2 - [back] - We're optimizing for time because space tends to be cheap, and running things fast is fun.
I did a Common Lisp Life sim here: https://github.com/deliciousrobots/sml_life/blob/master/commonlisp/life.lisp It uses a pretty drastically different data structure, a vector of 0's and 1's representing the life grid (that connects on the top and sides, so a torus) with the test grid being a solitary glider that flies through the same endless looping space. It is also non-destructive (functional). Such a different data structure and algorithm that I imagine it would be difficult to compare.
ReplyDeleteThat's the other common approach. Everyone I've talked to so far assumes the best way to model the problem is either a 2D array, or a regular array with width/height metadata attached. The idea that it might be better to do without the board seems to be shared only by me and one crazy Clojure programmer. http://clj-me.cgrand.net/2011/08/19/conways-game-of-life/
DeleteIt wouldn't be too hard to convert my solution to model a torus. I'll look into it if I have some more time to poke at life again.

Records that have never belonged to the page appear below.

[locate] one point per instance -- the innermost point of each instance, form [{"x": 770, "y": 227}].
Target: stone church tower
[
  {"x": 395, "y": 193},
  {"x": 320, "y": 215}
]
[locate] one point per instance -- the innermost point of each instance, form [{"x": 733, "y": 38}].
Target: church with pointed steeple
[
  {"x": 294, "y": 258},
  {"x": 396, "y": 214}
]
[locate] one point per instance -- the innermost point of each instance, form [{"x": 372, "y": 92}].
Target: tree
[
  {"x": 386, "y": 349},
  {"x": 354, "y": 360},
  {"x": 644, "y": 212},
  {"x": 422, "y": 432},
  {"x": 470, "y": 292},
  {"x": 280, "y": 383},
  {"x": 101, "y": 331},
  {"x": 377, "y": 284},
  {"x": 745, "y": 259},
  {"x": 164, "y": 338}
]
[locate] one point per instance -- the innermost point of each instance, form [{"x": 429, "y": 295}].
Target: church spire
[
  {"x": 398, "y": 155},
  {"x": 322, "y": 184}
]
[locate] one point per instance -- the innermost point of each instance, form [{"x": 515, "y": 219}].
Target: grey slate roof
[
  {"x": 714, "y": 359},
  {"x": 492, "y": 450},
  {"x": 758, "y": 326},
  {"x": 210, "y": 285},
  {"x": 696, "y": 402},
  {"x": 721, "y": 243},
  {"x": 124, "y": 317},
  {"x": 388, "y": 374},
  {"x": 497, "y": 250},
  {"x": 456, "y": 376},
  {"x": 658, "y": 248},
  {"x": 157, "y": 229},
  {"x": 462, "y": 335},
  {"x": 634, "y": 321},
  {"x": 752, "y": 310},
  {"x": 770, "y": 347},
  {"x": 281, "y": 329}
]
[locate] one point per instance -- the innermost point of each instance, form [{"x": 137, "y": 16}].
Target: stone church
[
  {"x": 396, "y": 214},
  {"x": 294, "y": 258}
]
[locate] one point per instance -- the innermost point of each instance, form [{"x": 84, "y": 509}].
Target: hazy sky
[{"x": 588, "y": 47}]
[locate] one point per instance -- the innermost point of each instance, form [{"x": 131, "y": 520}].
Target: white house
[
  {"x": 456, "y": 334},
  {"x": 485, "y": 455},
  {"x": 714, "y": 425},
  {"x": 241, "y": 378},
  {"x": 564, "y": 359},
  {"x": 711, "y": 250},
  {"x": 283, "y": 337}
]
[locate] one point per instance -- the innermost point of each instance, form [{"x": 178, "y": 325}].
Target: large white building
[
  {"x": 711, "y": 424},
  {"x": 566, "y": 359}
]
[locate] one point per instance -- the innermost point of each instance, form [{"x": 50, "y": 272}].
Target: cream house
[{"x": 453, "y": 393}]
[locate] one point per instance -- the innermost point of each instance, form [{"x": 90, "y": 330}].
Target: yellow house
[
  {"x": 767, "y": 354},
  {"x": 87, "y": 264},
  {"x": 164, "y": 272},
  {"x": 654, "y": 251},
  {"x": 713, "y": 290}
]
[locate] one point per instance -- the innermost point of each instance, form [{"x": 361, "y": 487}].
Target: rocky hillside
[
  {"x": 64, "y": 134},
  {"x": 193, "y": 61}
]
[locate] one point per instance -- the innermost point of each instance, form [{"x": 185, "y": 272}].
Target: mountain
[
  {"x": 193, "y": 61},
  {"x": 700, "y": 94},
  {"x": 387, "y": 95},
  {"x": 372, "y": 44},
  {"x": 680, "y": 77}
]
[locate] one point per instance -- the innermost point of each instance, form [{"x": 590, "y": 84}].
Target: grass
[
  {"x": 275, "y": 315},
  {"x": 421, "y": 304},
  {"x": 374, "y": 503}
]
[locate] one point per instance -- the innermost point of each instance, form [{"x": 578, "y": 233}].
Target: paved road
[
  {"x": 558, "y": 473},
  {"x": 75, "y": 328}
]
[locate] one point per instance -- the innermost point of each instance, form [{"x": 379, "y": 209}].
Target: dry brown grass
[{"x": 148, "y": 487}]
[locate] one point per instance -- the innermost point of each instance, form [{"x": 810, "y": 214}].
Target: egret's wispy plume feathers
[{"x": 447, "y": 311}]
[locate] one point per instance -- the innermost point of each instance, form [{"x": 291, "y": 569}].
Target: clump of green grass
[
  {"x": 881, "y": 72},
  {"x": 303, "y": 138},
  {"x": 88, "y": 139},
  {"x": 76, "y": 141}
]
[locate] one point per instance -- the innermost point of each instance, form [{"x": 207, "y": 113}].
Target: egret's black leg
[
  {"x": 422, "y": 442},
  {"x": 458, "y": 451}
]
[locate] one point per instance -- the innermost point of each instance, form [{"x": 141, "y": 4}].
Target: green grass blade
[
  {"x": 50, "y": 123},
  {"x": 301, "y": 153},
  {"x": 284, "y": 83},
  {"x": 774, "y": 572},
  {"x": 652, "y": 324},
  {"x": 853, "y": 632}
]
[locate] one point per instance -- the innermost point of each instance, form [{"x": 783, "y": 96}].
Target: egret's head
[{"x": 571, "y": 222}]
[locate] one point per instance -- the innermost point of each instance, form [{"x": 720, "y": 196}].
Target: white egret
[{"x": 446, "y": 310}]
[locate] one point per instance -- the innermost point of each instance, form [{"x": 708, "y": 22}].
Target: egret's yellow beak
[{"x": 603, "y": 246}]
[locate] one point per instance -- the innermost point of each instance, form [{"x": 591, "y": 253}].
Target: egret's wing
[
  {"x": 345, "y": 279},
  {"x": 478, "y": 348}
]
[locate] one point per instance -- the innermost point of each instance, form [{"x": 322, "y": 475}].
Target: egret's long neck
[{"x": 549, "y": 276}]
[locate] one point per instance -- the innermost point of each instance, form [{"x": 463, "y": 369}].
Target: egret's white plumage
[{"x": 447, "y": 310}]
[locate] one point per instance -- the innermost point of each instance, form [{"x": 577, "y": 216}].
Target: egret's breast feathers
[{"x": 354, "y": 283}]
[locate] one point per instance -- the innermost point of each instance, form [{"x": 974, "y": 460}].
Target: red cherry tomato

I'm not sure I'd pick a looping glider on a 5x5 grid as a good benchmark for a particular technique (by the way, the code above clocks in at 1.233 seconds, with 1.11 seconds of profiling overhead. Very slightly worse on an infinite plane; 1.560 seconds). It seems like 5 living cells on a total 25-cell board would be too small an input for the differences between algorithms to become apparent.